Tagging has become a widely used element in social media. Tagging is used to identify the subject of the post, to connect an individual, organization, or event to a specific post, and to facilitate conversation. All social media today has some form of tagging, with the widest accepted form known as the #hashtag. Hashtags can be added to social media posts on platforms like Twitter, Facebook, Instagram, and Google+. Hashtags can be searched and you can see everything on that platform that was posted using a specific hashtag. Now you can even search hashtags in search engines like Google. This can be very helpful for businesses, as they can be used to promote business and events, as well as they can help track what your customers are talking about.

While you can’t control who uses a hashtag, you can register one you created at hashtags.org. This allows you to easily track and follow a hashtag. It also allows you to see who else has used the hashtag, and what it has been associated with.

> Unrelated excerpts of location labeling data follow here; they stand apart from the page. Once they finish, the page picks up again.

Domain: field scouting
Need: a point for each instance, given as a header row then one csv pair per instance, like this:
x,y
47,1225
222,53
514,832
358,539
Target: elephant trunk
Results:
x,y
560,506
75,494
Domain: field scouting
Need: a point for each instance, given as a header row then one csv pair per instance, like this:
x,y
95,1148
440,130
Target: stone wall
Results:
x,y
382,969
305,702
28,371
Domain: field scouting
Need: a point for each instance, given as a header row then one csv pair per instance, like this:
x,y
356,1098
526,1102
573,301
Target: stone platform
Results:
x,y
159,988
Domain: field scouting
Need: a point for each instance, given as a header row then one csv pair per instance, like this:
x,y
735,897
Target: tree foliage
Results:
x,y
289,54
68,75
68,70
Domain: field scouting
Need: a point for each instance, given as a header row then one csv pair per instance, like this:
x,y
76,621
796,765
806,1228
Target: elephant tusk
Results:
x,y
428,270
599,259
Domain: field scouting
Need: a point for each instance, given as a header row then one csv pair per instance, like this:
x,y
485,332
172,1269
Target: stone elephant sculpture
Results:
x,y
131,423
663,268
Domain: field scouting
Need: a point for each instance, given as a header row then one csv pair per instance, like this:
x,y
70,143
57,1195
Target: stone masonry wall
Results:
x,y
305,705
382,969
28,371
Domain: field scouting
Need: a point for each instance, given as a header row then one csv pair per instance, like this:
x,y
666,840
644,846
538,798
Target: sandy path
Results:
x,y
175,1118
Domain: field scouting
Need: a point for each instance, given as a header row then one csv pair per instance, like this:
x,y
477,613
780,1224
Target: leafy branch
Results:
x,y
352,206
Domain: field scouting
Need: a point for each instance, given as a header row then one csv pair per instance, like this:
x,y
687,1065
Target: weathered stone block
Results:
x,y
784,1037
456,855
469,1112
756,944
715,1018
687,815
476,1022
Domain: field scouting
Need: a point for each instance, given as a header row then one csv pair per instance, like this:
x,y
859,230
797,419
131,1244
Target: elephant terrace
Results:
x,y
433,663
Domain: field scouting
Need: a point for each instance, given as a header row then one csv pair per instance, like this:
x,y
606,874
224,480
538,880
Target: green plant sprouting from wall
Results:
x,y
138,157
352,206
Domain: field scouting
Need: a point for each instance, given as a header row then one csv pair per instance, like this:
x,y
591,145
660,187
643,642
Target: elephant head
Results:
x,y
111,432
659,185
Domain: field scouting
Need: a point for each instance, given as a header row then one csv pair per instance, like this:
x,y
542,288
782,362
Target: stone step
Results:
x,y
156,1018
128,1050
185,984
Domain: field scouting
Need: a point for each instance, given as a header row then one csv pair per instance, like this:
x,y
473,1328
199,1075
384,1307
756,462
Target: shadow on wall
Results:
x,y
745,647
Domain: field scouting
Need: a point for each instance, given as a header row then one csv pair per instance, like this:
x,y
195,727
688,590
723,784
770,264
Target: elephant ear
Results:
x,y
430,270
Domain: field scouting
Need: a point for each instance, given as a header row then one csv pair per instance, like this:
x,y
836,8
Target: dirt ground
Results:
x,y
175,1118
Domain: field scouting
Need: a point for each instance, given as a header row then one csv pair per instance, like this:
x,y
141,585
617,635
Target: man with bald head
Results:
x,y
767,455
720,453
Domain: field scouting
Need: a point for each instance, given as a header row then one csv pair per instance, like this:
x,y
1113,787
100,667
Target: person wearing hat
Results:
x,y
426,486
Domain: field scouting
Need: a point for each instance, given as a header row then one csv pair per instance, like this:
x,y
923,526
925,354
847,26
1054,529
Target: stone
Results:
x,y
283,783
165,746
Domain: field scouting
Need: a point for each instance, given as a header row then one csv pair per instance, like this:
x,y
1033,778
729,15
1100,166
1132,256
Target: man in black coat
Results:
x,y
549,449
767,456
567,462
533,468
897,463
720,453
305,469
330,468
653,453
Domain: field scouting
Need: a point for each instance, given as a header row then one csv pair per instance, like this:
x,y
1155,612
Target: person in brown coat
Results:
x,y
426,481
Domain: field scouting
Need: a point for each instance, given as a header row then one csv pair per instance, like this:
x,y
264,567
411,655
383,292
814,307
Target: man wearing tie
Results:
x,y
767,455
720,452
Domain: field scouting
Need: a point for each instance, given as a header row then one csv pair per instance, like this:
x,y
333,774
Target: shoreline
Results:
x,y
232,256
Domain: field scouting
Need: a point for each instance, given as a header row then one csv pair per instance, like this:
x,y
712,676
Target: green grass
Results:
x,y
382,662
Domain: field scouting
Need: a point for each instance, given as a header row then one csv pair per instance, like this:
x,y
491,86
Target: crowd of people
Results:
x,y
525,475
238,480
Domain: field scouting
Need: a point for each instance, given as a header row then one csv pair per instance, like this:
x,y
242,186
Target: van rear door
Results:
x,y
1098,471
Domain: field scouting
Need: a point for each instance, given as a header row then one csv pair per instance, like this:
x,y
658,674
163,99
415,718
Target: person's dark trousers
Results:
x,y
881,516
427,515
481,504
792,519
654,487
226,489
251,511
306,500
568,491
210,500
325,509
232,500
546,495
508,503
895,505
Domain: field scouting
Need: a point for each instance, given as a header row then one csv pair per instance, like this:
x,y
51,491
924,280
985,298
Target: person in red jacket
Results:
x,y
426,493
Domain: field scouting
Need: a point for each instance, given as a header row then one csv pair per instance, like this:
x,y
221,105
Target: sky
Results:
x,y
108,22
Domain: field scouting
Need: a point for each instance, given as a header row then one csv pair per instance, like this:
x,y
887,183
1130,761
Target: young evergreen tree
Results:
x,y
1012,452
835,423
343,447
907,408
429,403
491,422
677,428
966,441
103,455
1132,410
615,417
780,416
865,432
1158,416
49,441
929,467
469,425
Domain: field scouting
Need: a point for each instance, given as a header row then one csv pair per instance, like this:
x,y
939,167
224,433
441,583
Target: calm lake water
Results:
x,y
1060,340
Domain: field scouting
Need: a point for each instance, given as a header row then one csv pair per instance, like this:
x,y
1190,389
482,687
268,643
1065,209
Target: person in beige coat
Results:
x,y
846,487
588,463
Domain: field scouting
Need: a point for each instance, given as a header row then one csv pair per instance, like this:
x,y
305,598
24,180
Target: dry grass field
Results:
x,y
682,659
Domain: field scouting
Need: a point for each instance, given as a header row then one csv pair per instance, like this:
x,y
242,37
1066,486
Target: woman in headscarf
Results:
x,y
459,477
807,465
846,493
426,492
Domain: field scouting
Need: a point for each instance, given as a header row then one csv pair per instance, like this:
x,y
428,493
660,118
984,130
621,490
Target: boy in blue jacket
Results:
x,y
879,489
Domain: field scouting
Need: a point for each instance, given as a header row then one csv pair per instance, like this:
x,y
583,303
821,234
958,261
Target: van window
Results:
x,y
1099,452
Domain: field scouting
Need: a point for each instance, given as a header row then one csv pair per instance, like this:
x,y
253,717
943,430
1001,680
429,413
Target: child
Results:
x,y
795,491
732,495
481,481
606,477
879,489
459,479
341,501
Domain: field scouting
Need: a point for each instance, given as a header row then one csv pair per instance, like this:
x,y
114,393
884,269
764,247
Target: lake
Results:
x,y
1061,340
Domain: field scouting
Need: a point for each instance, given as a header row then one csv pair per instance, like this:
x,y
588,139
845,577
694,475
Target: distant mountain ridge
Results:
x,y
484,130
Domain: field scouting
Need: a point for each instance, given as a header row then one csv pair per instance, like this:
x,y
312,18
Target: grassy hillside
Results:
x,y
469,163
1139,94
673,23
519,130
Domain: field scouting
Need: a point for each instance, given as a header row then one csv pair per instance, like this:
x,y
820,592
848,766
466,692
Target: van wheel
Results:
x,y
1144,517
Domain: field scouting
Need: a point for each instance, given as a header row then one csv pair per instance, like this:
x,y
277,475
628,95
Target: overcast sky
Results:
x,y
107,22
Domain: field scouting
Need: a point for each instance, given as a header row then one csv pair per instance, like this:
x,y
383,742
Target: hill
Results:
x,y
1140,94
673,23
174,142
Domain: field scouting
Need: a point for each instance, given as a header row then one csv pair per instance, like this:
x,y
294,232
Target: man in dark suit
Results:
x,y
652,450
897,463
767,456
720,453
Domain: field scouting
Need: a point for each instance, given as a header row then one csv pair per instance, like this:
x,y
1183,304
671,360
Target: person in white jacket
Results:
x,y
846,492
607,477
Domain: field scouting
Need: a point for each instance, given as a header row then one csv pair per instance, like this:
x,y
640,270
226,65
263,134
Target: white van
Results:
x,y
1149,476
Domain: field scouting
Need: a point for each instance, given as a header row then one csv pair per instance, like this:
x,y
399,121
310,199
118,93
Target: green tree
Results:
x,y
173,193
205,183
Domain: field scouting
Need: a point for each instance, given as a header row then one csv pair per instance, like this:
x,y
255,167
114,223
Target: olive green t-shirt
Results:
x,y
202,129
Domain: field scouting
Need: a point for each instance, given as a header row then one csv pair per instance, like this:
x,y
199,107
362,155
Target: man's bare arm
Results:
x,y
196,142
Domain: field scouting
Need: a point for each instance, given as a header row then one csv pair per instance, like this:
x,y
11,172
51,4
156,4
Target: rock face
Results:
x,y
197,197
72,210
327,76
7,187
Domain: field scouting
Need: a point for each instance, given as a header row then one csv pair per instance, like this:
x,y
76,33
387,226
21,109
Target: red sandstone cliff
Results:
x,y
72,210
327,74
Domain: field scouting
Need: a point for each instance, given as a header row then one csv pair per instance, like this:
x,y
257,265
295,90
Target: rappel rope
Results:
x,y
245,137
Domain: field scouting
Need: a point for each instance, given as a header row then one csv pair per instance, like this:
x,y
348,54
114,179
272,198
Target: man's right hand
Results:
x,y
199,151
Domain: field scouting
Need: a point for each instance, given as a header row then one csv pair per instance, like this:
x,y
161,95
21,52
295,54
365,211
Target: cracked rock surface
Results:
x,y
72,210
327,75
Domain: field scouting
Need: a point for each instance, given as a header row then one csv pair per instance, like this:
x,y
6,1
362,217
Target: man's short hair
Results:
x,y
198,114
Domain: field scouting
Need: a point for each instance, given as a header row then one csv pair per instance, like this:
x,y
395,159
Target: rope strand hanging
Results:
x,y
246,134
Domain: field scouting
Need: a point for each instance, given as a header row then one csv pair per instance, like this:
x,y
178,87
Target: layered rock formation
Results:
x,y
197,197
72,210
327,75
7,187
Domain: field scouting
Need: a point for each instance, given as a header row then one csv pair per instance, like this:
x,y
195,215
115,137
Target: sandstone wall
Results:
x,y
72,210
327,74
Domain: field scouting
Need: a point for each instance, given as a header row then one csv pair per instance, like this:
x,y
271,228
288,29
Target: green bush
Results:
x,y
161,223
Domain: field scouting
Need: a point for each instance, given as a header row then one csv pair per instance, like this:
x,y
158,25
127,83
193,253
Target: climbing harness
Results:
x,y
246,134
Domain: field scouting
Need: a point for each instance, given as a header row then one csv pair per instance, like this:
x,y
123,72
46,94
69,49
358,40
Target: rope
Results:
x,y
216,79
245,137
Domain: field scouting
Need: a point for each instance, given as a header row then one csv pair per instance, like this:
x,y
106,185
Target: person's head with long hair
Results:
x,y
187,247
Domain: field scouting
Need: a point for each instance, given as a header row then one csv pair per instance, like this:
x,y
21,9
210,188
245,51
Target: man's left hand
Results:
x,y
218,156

There are times when the use of hashtags have gone wrong. As they have become more and more widely utilized, some users over tag posts and #getalittlecrazy #hashtageverything #sometimesunrelatedthings. This causes them to be unnecessary and often linked to other posts that are unrelated. There have also been cases where the hashtag when created can be read and interpreted incorrectly. For example there was a hashtag created as #NowThachersDead. When read though people interpreted it as Now Cher is dead, and rumors started circulating that Cher had died.

There are also times when hashtags are “hijacked” with people using them for purposes contrary to what the company promoting them intended. For example, McDonalds created the hashtag #McDStories to create positive PR and encouraged people to tweet positive stories about the company. Instead people went crazy and did quite the opposite sharing negative experiences and opinions of the food chain.

When using tags on social media, it is very important that you do proper research before using them. Look into what the hashtag has been used for in the past. Also, it is very important to remember that tagging is a very organic experience for individuals. You never know what is going to happen after you start tagging.

Some interesting links on hashtags:

https://searchenginewatch.com/sew/how-to/2305444/the-role-of-hashtags-in-social-media-and-search

https://blog.loginradius.com/2015/04/hashtag-fails/

http://mashable.com/2013/10/19/hijacked-hashtags/#NVaweopL.uqc

http://gizmodo.com/5869538/how-the-hashtag-is-ruining-the-english-language

Time to blog again!

I’m back! This time around I will be blogging for my Social Media & Informatics class. While I have many social media accounts, I rarely post or share much on any platform. This is mostly due to the fact that it always takes me way too long to decide what I want to post and the time typically passes without me posting anything. I hope to learn and share more as this semester goes!